To see the Bible in this way, says Mark Vernon, “is to encounter a wonderful puzzle, a multidimensional space, a self-disclosing entity.” I find this exciting—a kind of falling-in-love-again moment.
It’s a way to value the years of study I’ve invested in the Bible, while now building a relationship with it that prioritises my imaginative and creative impulses. And so, my new world emerges.
Isaiah 66: 18-21
25 August 2025 – Monday
Depending on the Bible translation, woe is used over 100 times in the Bible, with seven of those uttered by Jesus in Matthew 23.
It’s repetitive, but I suppose he’s making the point that the men he’s berating are blind to what’s in front of their faces.
As I read and let my imagination flow, I found myself back with William Blake and his Allegory of the Bible watercolour. He paints an open Bible that seems to glow on what looks like a raised platform—or perhaps an altar. Women and children, dressed in ordinary clothes, process to and from it.
They all seem quite at home in this holy sanctuary. No men in sight. The imagery stands in stark contrast to the experiences some women have in religious circles.
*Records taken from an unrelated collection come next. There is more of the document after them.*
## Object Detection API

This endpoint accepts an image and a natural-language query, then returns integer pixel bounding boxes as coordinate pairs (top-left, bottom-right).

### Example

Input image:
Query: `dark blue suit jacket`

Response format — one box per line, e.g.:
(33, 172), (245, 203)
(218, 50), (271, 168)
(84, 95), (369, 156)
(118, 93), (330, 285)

I wondered then what the women in Matthew’s time were imagining and knowing during that “woeful” tirade.
Matthew 23: 13-22
26 August 2025 – Tuesday
In my Bible, this Psalm is subtitled The Inescapable God. As though whatever you think or believe, we’re stuck with God. Naturally, that begs the question of what the God code word actually means.
What I think I understand God to mean now is wildly different from what I thought 50 years ago. Back then, I was on the run from the rather demanding patriarch Michelangelo loved to paint and my Baptist elders revered.
That break for freedom ended abruptly when I began nursing my dying mum. In that season came a growing awareness that God was not “out there.” Through suffering began the journey to the interior—to know God in a different way.
I discovered that nothing about this is straightforward or ever finished. The spiral continues to turn as God and I keep walking this collaborative journey of self-discovery.